The case, Secretary of Labor v. AKM LLC d/b/a Volks Constructors, began in 2006, when OSHA inspected the Prairieville, La., facility of Volks Constructors, a heavy industrial contractor.
The agency issued citations alleging that Volks violated several recordkeeping regulations — specifically, that the company failed to record on its injury log a number of injuries and illnesses within the required seven-day period. The earliest such recordable injury or illness occurred at Volks on Jan. 11, 2002 – more than four years before the citations.
Volks lawyer Arthur Sapper, a Washington-based partner at McDermott, Will & Emery, argued in a brief that Section 9(c) of the OSH Act, 29 U.S.C. 658(c), states: "No citation may be issued ... after the expiration of six months following the occurrence of any violation."
In an interview, Sapper said, “Some charges are almost five years old, and the statute of limitations is only six months.”
Employers face an undue burden “trying to defend a case based on stale evidence,” he said. “Employers find it very difficult to reconstruct the facts of the case years later. “
In 1993, the agency in Johnson Controls Inc. held that the clock starts ticking not when the reporting violation actually occurs, but rather “six months from the time the [Secretary of Labor] does discover, or reasonably should have discovered, the facts necessary to issue a citation.”
Sapper argues the decision has been eclipsed by subsequent case law, including the Supreme Court’s 2007 decision in Ledbetter v. Goodyear Tire & Rubber Co.
The Department of Labor lawyers Robert Aldrich, Michael Doyle, Joseph Woodward and Gregory Jacob disagree, writing in their brief that “precedent squarely forecloses Volks’s argument and Volks has not offered persuasive reasons for the commission to depart from that precedent.”

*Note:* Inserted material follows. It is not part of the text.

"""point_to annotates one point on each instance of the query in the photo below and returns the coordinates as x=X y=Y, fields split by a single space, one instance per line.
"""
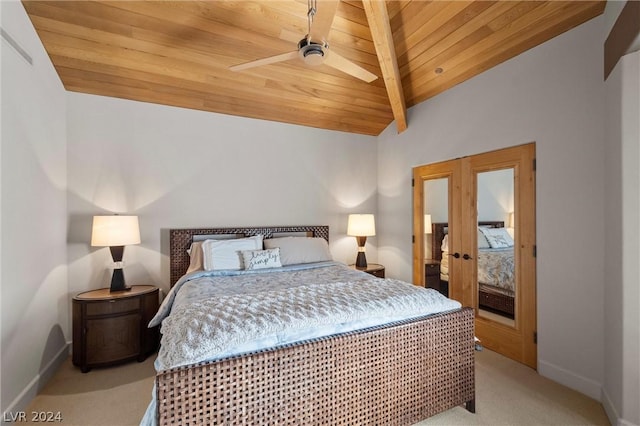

They contend that an inaccurate entry violates the law until date it is corrected (or the five-year record retention requirement expires), not the date that the entry actually was or should have been made.
National Federation of Independent Business Legal Foundation counsel Karen Harned and Elizabeth Milito write in their amicus brief that this places an unfair burden on employers.
“The sixth-month limit was not included by Congress so that employers could get away with violations,” they wrote. ”Rather, Congress understood the burden of mounting a defense once a claim has become stale. An employer's ability to tell its story dissipates sharply as time passes, particularly when it comes to subtle details.”
A decision is expected in April 2011.